氧化应激越来越被认为是糖尿病、衰老、创伤和其他骨科疾病中骨骼退化的关键病理驱动因素，其中过多的活性氧（ROS）在促进破骨细胞活性的同时损害成骨细胞和骨髓间充质干细胞（BMSC）的功能。黄芩素（BA）等天然多酚具有强大的抗氧化作用，但由于溶解度差和稳定性有限而受到阻碍。在这里，我们报道了一系列BA-X自组装纳米颗粒，其中X代表成骨金属离子，包括Mg2 +，Mn2+, Cu2+， Zn2+和Sr2+。其中，BA-Mn在DPPH、ABTS和多种ros靶向检测中显示出最强大的自由基清除活性。

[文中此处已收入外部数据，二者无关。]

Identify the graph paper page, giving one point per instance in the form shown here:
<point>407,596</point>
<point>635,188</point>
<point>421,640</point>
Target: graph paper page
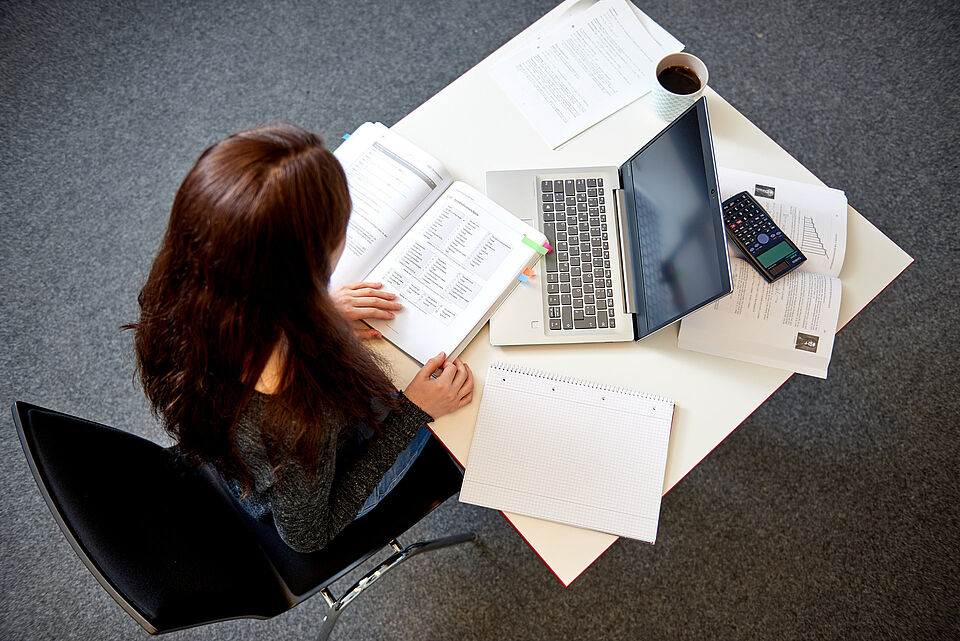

BA-Mn具有纳米级尺寸、均匀的配位性和良好的细胞相容性，可显著降低细胞内ROS，保护h2o2损伤的骨髓间充质干细胞。功能上，BA-Mn恢复氧化应激下的成骨分化，增强碱性磷酸酶活性、矿物质沉积和成骨基因表达。转录组学分析进一步揭示了细胞周期、PI3K-Akt和MAPK信号通路的同步激活，以及铁凋亡和ros相关癌变的抑制。总的来说，这些发现表明BA-Mn是一种多功能纳米平台，将抗氧化防御与成骨刺激结合起来，为氧化应激相关的骨骼疾病提供了一种有希望的治疗方法。

本文章由计算机程序翻译，如有差异，请以英文原文为准。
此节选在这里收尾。